Die Versorgung von Patientinnen und Patienten mit Medizinprodukten ist in größter Gefahr, weil immer weniger Medizinprodukte verfügbar sind. Insbesondere Nischenprodukte, die dringend in den Kliniken und Praxen benötigt werden, drohen vom Markt zu verschwinden. Unionsabgeordnete des Europäischen Parlaments fordern die Kommission seit Monaten auf, eine Änderung der Medizinprodukteverordnung herbeizuführen. Die Kommission hat nun Unterstützung signalisiert.


„Nach Gesprächen mit EU-Kommissionspräsidentin Ursula von der Leyen und Gesundheitskommissarin Stella Kyriakides gehe ich fest davon aus, dass die Kommission noch in diesem Jahr einen Gesetzgebungsvorschlag macht, um lebenswichtige Medizinprodukte am Markt zu halten. Ich werde mich nach Kräften dafür einsetzen, dass ein Vorschlag, der wirklich Abhilfe schafft, so schnell wie möglich im Europäischen Parlament angenommen wird“, erklärte der der gesundheitspolitische Sprecher der größten Fraktion im Europäischen Parlament (EVP-Christdemokraten), Dr. med. Peter Liese.

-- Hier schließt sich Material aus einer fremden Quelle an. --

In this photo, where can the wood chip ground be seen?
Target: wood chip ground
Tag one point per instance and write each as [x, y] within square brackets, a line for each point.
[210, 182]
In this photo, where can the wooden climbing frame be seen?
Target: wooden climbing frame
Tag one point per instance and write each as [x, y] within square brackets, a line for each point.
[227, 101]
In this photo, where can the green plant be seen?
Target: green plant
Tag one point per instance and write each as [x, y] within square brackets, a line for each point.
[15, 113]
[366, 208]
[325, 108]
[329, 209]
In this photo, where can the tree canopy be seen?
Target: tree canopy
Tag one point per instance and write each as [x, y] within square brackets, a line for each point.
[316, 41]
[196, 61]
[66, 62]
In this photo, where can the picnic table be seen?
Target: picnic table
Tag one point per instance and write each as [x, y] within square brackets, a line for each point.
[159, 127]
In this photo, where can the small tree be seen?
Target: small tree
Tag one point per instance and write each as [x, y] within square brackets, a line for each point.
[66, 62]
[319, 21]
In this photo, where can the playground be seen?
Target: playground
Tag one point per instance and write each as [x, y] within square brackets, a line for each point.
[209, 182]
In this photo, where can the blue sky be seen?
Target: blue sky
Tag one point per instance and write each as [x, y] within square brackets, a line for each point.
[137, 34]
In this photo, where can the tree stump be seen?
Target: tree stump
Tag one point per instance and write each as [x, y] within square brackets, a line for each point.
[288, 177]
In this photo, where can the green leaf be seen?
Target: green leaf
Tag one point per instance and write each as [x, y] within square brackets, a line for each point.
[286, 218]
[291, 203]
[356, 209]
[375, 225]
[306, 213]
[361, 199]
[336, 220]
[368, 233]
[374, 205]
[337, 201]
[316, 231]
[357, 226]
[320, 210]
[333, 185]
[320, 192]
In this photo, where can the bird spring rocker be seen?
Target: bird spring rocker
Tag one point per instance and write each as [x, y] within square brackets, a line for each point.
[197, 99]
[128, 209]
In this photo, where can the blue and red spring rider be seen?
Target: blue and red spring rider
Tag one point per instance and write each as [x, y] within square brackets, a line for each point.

Prof. Dr. Angelika Niebler (CSU), oberbayerische CSU-Europaabgeordnete und Initiatorin des Brandbriefes zur Medizinprodukteverordnung an die Europäische Kommission warnt: „Ärztinnen und Ärzte sowie Krankenhäuser schlagen berechtigterweise seit Monaten Alarm, weil wichtige Medizinprodukte fehlen und Patientinnen und Patienten nicht versorgt werden können. Bereits jetzt sind beispielsweise Ballonkatheter für Kinderherzen kaum noch verfügbar und Kinder mit angeborenem Herzfehler sind in Gefahr. Die Situation droht, sich weiter zu verschlechtern, wenn die Kommission nicht endlich einen Vorschlag für eine Änderung der Medizinprodukteverordnung vorlegt, zum Beispiel, dass bereits erteilte Zertifikate so lange gültig bleiben, bis die Prüfung eines neuen Antrags abgeschlossen ist. Die Medizinprodukteverordnung war gut gemeint, ist aber nicht gut gemacht.“

Im Jahr 2017 trat die Revision der Medizinprodukteverordnung in Kraft. Die Medizinprodukteverordnung sieht vor, dass auch Produkte, die seit vielen Jahren im Markt sind, erneut zertifiziert werden müssen. In der Folge entscheiden sich Unternehmen, Medizinprodukte vom Markt zu nehmen, weil der bürokratische und finanzielle Aufwand einer Zertifizierung einfach zu hoch ist. Laut Medizinprodukteverordnung müssen bis spätestens Mai 2024 alle Medizinprodukte rezertifiziert werden, damit sie in der EU weiterhin eingesetzt werden können. Bisher konnten in Deutschland nur wenige der Medizinprodukte in die neue Medizinprodukteverordnung überführt werden.

Als Notfalllösung könnten Sonderzulassungen für Nischenprodukte nach Artikel 59 der Verordnung bereits jetzt auf nationaler Ebene erteilt werden. „Der Gesundheitsminister muss dringend tätig werden, wenn er verhindern will, dass die kleinen- und mittelständischen Unternehmen sowie die bereits zugelassenen Medizinprodukte vom Markt verschwinden. Die politische Untätigkeit des Gesundheitsministers führt zu lebensbedrohlichen Konsequenzen für Patientinnen und Patienten und einer allgemeinen Verschlechterung der Patientenversorgung“ so, der westmecklenburgische CDU-Bundestagsabgeordnete Dietrich Monstadt.

„Schon bei der Verabschiedung haben wir Probleme gesehen“, erklärten Liese und Monstadt, die an der Ausarbeitung mitgewirkt hatten. „Leider gab es im Europäischen Parlament in vielen Fragen eine Mehrheit gegen die Christdemokraten und im Ministerrat oft eine Mehrheit gegen Deutschland. Darüber hinaus haben die Corona-Pandemie und der Brexit für eine Verschärfung der Probleme gesorgt. Unabhängig davon wo die Ursache liegt, muss jetzt aber schnell gehandelt werden, um das Problem zu beseitigen - dafür sind Anstrengungen auf allen Ebenen notwendig. Wir fühlen uns durch die Reaktionen von Ursula von der Leyen und Stella Kyriakides sehr ermutigt und bedauern, dass der Bundesgesundheitsminister sich für diese Frage offensichtlich noch nicht die nötige Zeit genommen hat“, so Liese und Monstadt.